The water
washed over me as I stood in the shower and flashbacked to my childhood. I
remember being bathed, greased down and shined up like a new penny before
making any public appearances. Like many Black mothers, my mother was obsessed
with cleanliness. Everything had to be in
order—hair, face, clothes. We learned young that the holiness of hygiene reflected
our humanity.
The prickle
from the hot water reminded me of why the Dove debacle enraged so many. It
was not so much anger as it was pain from
being burned--again. This age-old wound that has never fully healed has been sliced
wide open with a salted knife, and we are wincing from the pulsing pain of our
wounded self.
As Black
women we carry this pain and pass it off to our children as pride. We admonish
them for being less than clean in any way. We warn our daughters that they’ll
never get a man if they keep a nasty house. We warn our sons against having a
dirty car. We shower at night before going to bed and in the morning before going to work. We do everything we can to
keep the dirt at bay. After sex, we wash the sin away. We clean the house before the house keeper
arrives. We believe those who say we can never be clean enough, but can we ever really be clean enough?
This is not about
Dove;
it’s about what Dove represents; it’s about racism and the history of an
industry that uses stereotypes of African-Americans to sell an array of
products. The idea of cleanliness and
Black people speaks to who we are in this country especially as Black women
because we are never expected to measure
up to white women.
We’re not
simply trying to meet the purity
of whiteness we’re trying to exceed it. We turn our noses up at white women in
the restroom who simply run their hands under the running water or don’t wash
their hands at all. We like having the upper hand in something as benign as
hygiene. Our dignity hangs on it. Our lives depend on it.
The
situation with Dove is two-fold for me: it’s about America’s continued fetish
of blackness and the consequences for us which can sometime be deadly.

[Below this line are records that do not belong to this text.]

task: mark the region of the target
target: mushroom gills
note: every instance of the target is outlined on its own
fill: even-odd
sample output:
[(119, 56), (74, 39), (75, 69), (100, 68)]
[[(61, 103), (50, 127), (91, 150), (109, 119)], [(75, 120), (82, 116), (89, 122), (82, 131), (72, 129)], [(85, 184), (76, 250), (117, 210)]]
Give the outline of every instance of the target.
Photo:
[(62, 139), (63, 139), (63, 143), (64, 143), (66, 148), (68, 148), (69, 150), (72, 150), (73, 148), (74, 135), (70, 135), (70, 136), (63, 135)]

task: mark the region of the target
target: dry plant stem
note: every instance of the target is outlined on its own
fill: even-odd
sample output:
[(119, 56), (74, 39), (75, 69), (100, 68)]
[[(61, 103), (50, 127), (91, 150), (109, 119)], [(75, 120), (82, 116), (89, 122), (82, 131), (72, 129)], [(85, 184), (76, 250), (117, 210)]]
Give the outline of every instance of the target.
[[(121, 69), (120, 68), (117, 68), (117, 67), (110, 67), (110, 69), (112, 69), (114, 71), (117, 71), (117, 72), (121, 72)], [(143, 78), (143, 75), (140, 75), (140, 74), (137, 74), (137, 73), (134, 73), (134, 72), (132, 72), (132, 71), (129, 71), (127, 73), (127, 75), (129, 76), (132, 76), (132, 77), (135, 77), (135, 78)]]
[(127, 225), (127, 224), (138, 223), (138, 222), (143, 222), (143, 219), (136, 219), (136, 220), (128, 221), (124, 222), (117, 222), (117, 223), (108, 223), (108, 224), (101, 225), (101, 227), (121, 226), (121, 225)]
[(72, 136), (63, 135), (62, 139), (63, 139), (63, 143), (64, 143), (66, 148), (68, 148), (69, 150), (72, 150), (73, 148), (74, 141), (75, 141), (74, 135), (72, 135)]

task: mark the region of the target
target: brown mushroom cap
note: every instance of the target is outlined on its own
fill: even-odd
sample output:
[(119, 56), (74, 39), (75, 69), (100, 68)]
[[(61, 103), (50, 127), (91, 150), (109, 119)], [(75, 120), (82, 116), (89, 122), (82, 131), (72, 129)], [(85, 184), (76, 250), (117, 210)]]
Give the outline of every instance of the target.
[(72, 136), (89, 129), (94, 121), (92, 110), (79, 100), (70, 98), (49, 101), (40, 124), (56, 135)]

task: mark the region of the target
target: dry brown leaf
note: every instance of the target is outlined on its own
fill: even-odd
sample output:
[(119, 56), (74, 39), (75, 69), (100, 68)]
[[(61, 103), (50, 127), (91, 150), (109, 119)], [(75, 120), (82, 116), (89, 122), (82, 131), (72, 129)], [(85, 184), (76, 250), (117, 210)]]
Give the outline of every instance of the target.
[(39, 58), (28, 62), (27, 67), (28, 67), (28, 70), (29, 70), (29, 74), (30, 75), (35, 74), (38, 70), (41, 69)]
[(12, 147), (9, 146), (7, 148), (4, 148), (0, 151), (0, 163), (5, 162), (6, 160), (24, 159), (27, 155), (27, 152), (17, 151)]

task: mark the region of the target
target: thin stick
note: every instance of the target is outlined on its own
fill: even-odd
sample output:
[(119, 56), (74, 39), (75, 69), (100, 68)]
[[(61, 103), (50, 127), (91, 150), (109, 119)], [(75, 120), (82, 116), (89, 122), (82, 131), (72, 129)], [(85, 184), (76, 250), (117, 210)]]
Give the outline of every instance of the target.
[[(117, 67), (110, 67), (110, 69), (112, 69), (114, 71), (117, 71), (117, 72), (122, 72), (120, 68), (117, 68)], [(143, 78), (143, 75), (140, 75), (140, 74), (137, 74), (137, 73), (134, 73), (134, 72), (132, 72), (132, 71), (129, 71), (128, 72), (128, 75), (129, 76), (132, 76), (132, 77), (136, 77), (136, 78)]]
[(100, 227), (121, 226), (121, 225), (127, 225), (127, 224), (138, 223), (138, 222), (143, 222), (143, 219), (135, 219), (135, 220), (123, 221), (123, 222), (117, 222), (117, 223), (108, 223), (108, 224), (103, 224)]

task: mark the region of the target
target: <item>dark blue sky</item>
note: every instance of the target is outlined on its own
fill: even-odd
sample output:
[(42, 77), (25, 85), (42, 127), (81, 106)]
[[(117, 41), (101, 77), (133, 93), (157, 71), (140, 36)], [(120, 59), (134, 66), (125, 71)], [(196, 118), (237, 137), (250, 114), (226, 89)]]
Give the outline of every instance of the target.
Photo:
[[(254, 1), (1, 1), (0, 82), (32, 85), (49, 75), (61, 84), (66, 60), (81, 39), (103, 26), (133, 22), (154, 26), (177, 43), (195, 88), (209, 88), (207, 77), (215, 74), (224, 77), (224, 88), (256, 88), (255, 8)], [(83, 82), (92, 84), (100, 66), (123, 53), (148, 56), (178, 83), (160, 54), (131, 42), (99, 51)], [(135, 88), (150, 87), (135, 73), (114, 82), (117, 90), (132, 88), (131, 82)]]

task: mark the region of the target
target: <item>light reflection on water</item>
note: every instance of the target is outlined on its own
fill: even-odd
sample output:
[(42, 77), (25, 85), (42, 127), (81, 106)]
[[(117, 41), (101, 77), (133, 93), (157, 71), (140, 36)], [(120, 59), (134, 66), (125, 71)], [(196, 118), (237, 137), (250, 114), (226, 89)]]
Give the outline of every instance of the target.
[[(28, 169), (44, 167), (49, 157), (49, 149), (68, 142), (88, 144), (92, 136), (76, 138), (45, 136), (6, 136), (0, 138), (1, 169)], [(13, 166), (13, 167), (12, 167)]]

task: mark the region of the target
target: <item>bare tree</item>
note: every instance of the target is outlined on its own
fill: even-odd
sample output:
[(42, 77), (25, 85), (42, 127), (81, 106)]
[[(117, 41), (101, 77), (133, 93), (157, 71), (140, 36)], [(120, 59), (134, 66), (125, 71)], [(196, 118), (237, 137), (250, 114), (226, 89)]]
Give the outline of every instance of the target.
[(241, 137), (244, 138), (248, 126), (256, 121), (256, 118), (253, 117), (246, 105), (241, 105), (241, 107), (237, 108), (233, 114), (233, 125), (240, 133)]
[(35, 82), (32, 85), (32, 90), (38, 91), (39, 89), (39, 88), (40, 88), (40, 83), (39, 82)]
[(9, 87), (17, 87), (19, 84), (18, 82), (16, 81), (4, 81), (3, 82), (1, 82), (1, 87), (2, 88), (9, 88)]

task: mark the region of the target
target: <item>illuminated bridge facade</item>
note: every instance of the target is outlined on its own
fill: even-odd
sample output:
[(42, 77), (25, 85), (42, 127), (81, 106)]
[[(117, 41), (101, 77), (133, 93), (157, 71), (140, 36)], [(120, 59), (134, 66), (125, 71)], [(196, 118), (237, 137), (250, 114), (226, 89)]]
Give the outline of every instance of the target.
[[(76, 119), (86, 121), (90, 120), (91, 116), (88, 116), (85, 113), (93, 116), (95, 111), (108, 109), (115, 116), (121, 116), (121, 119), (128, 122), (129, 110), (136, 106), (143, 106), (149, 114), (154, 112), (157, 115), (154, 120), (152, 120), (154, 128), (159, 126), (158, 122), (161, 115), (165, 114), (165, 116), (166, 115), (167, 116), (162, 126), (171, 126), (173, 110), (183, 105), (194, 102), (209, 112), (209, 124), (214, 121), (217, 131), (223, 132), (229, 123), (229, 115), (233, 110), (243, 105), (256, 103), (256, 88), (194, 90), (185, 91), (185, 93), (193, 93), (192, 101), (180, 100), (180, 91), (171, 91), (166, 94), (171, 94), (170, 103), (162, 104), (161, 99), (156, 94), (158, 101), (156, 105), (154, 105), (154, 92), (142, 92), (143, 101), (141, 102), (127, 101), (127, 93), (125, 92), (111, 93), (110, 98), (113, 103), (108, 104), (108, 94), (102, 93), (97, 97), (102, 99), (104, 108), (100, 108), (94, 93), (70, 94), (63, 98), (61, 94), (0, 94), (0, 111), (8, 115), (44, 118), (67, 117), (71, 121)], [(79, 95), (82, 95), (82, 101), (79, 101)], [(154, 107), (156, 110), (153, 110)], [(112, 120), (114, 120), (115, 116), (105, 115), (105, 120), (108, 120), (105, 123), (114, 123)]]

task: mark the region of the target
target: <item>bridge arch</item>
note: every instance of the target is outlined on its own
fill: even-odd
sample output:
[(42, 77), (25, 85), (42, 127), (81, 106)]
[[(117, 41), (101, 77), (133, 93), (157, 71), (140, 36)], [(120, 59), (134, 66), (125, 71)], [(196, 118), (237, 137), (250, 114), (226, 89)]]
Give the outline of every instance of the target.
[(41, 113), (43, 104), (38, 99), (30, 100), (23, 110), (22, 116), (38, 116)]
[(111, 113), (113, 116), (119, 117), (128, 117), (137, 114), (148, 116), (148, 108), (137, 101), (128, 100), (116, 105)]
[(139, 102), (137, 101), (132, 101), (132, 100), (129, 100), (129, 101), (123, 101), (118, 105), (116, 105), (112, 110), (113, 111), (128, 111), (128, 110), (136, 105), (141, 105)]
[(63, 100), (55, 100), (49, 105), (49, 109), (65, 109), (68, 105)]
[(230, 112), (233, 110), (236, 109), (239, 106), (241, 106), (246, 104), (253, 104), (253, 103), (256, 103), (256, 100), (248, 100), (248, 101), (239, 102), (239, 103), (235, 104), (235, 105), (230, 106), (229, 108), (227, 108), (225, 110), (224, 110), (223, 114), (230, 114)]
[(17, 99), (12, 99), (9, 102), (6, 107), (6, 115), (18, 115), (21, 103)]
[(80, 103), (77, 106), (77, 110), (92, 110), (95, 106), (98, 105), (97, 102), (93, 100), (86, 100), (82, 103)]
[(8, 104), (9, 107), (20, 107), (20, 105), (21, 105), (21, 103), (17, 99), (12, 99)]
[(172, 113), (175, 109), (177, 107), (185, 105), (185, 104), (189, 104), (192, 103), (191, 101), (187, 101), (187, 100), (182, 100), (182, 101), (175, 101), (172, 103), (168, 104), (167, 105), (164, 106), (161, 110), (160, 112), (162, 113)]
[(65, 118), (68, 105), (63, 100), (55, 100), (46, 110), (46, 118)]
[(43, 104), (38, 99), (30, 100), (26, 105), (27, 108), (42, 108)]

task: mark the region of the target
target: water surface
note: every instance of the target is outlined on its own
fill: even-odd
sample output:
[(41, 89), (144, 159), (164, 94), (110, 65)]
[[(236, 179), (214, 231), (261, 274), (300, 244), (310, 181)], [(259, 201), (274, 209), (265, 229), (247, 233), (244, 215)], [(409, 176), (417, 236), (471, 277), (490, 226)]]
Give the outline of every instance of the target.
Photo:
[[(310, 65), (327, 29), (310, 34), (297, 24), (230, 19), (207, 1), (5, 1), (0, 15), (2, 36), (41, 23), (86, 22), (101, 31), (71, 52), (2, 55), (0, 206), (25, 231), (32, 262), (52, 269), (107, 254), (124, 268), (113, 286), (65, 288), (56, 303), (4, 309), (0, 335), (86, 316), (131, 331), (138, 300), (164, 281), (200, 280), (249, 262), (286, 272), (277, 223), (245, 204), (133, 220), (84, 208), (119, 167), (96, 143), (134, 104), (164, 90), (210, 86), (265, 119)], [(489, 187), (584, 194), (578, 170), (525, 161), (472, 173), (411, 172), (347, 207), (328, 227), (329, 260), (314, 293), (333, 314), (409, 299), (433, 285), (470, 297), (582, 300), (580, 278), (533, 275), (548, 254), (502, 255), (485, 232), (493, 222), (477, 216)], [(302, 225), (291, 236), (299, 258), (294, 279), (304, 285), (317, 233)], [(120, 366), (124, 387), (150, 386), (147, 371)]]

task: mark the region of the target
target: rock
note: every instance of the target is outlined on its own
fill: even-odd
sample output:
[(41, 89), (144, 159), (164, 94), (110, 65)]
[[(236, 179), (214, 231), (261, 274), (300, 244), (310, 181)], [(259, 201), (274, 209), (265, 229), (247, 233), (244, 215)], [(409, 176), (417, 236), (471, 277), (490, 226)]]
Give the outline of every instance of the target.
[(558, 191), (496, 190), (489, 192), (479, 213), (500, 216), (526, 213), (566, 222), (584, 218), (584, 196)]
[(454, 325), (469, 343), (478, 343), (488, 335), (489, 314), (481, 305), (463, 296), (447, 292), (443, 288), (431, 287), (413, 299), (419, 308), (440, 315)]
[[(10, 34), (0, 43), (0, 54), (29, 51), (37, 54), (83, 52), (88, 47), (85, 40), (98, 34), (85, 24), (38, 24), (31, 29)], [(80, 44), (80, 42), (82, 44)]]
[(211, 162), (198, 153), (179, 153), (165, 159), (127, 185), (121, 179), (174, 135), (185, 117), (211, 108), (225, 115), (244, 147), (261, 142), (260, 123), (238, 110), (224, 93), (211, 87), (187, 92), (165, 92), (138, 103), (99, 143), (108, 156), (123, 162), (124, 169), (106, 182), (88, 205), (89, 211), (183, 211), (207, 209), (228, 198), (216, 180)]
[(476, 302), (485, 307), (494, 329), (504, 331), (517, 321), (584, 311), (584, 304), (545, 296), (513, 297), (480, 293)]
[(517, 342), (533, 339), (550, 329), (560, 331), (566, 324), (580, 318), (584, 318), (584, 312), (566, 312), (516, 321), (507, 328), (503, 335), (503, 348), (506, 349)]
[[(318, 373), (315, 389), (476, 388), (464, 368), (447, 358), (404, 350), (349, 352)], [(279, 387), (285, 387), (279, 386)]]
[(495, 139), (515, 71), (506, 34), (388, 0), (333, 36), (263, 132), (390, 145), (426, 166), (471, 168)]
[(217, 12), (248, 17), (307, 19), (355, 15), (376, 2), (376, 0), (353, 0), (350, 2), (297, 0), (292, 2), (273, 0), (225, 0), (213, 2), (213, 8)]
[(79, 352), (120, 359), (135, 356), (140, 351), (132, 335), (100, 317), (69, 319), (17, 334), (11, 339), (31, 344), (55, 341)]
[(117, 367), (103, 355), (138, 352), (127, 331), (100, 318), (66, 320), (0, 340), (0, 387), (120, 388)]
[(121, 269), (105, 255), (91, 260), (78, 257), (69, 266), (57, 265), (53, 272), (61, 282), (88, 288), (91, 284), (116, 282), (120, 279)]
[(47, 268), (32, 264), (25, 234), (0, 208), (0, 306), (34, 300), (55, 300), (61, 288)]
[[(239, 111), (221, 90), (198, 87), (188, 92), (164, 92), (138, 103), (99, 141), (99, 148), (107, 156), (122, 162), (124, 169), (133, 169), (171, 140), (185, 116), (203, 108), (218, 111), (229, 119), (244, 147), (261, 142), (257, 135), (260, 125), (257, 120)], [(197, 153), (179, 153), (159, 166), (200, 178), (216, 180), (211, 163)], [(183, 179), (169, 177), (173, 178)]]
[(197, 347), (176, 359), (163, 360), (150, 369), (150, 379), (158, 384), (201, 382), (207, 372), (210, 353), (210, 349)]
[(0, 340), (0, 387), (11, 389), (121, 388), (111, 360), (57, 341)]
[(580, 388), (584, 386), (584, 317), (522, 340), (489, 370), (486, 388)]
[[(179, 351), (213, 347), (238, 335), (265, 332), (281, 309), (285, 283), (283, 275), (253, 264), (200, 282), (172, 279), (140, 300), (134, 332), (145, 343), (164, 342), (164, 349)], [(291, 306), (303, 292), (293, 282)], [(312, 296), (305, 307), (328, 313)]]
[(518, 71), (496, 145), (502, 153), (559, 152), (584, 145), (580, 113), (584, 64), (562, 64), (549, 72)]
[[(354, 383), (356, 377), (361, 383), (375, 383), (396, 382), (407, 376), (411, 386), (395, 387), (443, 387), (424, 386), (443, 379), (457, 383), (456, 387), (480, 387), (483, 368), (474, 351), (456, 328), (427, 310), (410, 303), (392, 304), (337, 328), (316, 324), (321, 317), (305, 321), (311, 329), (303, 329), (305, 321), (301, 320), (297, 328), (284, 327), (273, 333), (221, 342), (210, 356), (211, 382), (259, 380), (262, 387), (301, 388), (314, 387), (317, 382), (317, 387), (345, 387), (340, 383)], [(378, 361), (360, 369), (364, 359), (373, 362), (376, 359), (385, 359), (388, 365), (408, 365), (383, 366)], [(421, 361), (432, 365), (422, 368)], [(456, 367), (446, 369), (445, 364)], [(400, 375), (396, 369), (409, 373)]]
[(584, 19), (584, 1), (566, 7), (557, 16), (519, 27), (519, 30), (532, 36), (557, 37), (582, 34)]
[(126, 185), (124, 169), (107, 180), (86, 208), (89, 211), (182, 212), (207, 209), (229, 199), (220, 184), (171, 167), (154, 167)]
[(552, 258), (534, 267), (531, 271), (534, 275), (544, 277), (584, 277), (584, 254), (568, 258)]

The
Parent company for Dove is Unilever. Unilver makes Pear
soap which has a history of some of the most racist soap ads ever made. Ads
that equate whiteness with goodness. Ads that say their soap can wash away
blackness.
“I’ll knock the black off you,” was uttered by
people who looked like me. As I think
back now, that reference alluded to dirt. I never heard anyone say they’d knock
the brown or the white off anyone. Our obsession with cleanliness goes beyond
simply soap. We want to make sure that we smell “fresh” at all times. The idea
of being a smelly Black woman brings a sense of shame and embarrassment.
We spend billions
of dollars spend on products that make us look good, smell good and feel good,
but some of these products are also harmful to our health. Even when doctors
advised women to stop douching, I know women who felt that there weren’t clean
if they didn’t. We have sprayed, squirted, and sprinkled our way into harm’s
way. Products like baby powder have cost some of us our lives.
In an
article, Profiting From the Myths About
Black Women’s Bodies, on time.com Omise’eke
Natasha Tinsley, an associate professor at the University of Texas at Austin
writes, about Black women’s hygiene. She explains our need to douche and
deodorize and the deadly consequences associated with cultural norms around
cleanliness.
It was discovered
through internal documents at the trial of a woman who died from ovarian
cancer, that Johnson & Johnson continued to market its product to women of
color after white women stopped using their baby powder because of its possible
connection to ovarian cancer. Though a direct correlation between talc and
cancer is mixed some reports say there’s a direction connection between talc
and cancer, some say there is not, there are juries ruling in favor of women
who claim to have contracted cancer from using these products.
The family
of Jacqueline Fox won a $72 million dollar lawsuit against Johnson &
Johnson after Fox died from advanced ovarian cancer after being diagnosed in
2013. Fox, like countless other Black women sprinkled baby power containing
talcum in her panties to stay “fresh.” Fox used baby powder and Shower to Shower as part of her feminine
hygiene routine for 35 years according to an article in the Washington
Post.
In August of
this year, a Los Angeles jury awarded 63
year-old Eva Echeverria, of East Los Angeles
417 million dollars in damages according to an article by Roni Caryn Robin in The
New York, These women are only two of 1,200 women suing Johnson &
Johnson for failing to warn them of the cancer risk associated with talcum-based
products.
Black women
are dying to be seen as clean in a society that sees us as nasty, dirty and
worthless. Dove reminded of us how hard it is to wash away those feelings
of inferiority. I reached for my towel, stepped out of the shower and wondered
what it takes to be clean enough to be worthy.